Como foram os dez anos de Bento XVI na Mater Ecclesiae?

Bom, ele é um homem de Deus, quero muito bem a ele. A última vez que o vi foi no Natal. Ele quase não conseguia falar. Falava baixo, baixo, baixo. Foi necessário que traduzissem suas palavras. Era lúcido. Fazia perguntas: Como é isso? E esse problema lá? Ele estava atualizado sobre tudo. Foi um prazer falar com ele. Pedia-lhe opiniões. Ele dava o seu parecer, mas sempre equilibrado, positivo, sensato. Da última vez, porém, se via que estava no fim.

As exéquias foram sóbrias. Por que?

Os mestres de cerimônias tinham "quebrado a cabeça" para fazer as exéquias de um Papa não reinante. Era difícil fazer a diferença. Agora eu disse para estudar a cerimônia dos funerais dos futuros Papas, de todos os Papas. Eles estão estudando e também simplificando um pouco as coisas, tirando as coisas que estão liturgicamente erradas.

O Papa Bento XVI abriu caminho para a renúncia. O senhor disse que é uma possibilidade, mas que atualmente não a contempla. O que pode levá-la a renunciar no futuro?
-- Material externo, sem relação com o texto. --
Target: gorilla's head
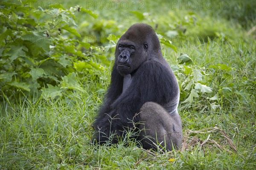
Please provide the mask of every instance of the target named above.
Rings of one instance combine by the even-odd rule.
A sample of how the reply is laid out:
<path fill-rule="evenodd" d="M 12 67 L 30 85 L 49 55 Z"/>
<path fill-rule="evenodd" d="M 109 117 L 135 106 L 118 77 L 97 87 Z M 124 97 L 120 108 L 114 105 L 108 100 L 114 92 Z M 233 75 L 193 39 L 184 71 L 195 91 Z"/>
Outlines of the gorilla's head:
<path fill-rule="evenodd" d="M 132 25 L 120 37 L 116 48 L 116 64 L 122 75 L 131 73 L 146 61 L 161 56 L 157 36 L 150 26 Z"/>

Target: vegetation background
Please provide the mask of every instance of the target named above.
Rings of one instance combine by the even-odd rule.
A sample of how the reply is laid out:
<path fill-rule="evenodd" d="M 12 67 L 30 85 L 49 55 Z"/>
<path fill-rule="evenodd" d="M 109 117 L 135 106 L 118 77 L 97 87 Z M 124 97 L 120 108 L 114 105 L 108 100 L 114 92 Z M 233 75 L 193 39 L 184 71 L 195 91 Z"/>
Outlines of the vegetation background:
<path fill-rule="evenodd" d="M 0 170 L 256 167 L 254 0 L 0 3 Z M 179 81 L 180 150 L 90 144 L 116 43 L 137 23 Z"/>

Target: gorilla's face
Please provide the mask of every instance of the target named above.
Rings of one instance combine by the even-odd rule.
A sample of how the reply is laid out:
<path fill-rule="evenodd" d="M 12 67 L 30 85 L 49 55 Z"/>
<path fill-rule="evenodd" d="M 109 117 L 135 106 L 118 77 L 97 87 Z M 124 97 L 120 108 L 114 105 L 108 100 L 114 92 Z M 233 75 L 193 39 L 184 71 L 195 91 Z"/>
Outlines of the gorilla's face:
<path fill-rule="evenodd" d="M 120 40 L 116 46 L 116 58 L 117 69 L 122 75 L 130 74 L 146 60 L 146 43 L 137 43 L 125 40 Z"/>
<path fill-rule="evenodd" d="M 131 74 L 142 63 L 162 55 L 159 40 L 148 25 L 135 24 L 120 38 L 116 48 L 116 65 L 122 75 Z"/>

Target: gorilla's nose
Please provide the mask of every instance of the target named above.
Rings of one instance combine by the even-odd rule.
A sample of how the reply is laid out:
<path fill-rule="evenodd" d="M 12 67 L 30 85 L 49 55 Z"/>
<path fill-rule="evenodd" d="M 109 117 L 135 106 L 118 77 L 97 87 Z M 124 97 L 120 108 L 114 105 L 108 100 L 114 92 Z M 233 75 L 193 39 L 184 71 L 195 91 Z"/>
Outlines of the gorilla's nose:
<path fill-rule="evenodd" d="M 120 63 L 125 63 L 128 61 L 129 58 L 126 55 L 122 55 L 122 54 L 119 55 L 118 56 L 118 61 Z"/>

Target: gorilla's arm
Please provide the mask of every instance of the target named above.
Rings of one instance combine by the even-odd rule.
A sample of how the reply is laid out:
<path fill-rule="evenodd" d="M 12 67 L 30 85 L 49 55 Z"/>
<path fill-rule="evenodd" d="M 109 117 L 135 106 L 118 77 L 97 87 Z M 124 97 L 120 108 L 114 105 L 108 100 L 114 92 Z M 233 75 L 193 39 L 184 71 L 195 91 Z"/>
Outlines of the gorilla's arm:
<path fill-rule="evenodd" d="M 119 76 L 117 75 L 117 78 Z M 111 81 L 116 81 L 116 77 L 112 77 Z M 99 118 L 96 120 L 95 125 L 100 129 L 101 128 L 100 131 L 103 132 L 107 136 L 109 136 L 111 129 L 124 130 L 123 127 L 131 127 L 133 124 L 129 122 L 131 120 L 134 122 L 139 121 L 138 117 L 135 119 L 134 117 L 135 113 L 140 112 L 145 103 L 153 101 L 163 106 L 177 97 L 178 86 L 176 81 L 173 81 L 175 80 L 174 78 L 176 78 L 173 74 L 161 63 L 153 60 L 148 61 L 132 74 L 131 82 L 128 89 L 113 103 L 109 105 L 113 99 L 110 93 L 116 93 L 112 94 L 118 95 L 120 90 L 122 88 L 122 84 L 120 84 L 119 81 L 117 82 L 119 86 L 116 85 L 116 82 L 111 81 L 106 104 L 105 104 L 108 108 L 102 109 L 100 112 Z M 113 119 L 111 120 L 111 117 Z M 118 135 L 122 133 L 120 131 L 114 132 Z M 101 138 L 101 140 L 107 140 L 102 136 Z"/>
<path fill-rule="evenodd" d="M 111 104 L 120 96 L 122 92 L 123 77 L 117 71 L 116 64 L 113 66 L 111 72 L 111 84 L 105 97 L 104 104 L 99 109 L 99 114 L 97 120 L 106 117 L 106 114 L 109 114 L 111 109 Z M 97 121 L 94 124 L 97 124 Z"/>

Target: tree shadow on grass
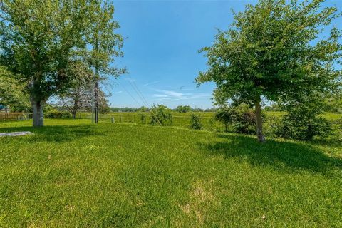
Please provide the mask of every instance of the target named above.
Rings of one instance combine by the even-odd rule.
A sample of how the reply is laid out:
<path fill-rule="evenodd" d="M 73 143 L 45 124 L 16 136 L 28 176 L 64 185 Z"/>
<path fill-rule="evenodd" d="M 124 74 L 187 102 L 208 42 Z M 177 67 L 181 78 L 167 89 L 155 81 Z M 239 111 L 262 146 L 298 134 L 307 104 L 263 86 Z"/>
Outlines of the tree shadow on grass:
<path fill-rule="evenodd" d="M 342 159 L 330 157 L 309 143 L 274 140 L 259 143 L 250 136 L 218 134 L 217 137 L 217 141 L 200 144 L 200 147 L 210 155 L 222 155 L 284 172 L 308 170 L 328 175 L 342 170 Z"/>
<path fill-rule="evenodd" d="M 31 131 L 34 135 L 30 135 L 27 140 L 33 142 L 70 142 L 78 140 L 83 137 L 91 135 L 103 135 L 105 132 L 95 129 L 95 126 L 89 125 L 54 125 L 42 128 L 33 127 L 12 127 L 0 128 L 1 133 L 11 133 L 16 131 Z M 22 137 L 22 136 L 16 136 Z M 11 138 L 14 138 L 11 136 Z"/>

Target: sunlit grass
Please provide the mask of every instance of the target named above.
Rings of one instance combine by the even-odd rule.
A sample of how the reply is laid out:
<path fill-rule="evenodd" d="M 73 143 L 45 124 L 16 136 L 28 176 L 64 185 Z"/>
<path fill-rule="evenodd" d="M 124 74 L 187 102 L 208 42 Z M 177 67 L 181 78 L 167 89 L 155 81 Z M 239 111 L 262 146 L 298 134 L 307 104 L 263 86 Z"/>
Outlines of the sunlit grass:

Um cansaço que não nos faz ver as coisas com clareza. A falta de clareza, de saber avaliar as situações. Até o problema físico, talvez. Eu sempre pergunto sobre isso e sigo os conselhos. Como estão as coisas? Você acha que devo... às pessoas que me conhecem, até mesmo alguns cardeais inteligentes. E eles me dizem a verdade: continua está bom. Mas por favor: grite em tempo.

O senhor quando saúda, pede a todos para rezar pelo senhor. Por que?

Tenho certeza que todos rezam. Aos que não creem, digo: rezem por mim e se não rezarem me mandem boas ondas. Um amigo ateu me escreve: … e eu te mando boas ondas. É uma forma pagã de rezar, mas é um querer bem, e querer bem ao outro é uma oração.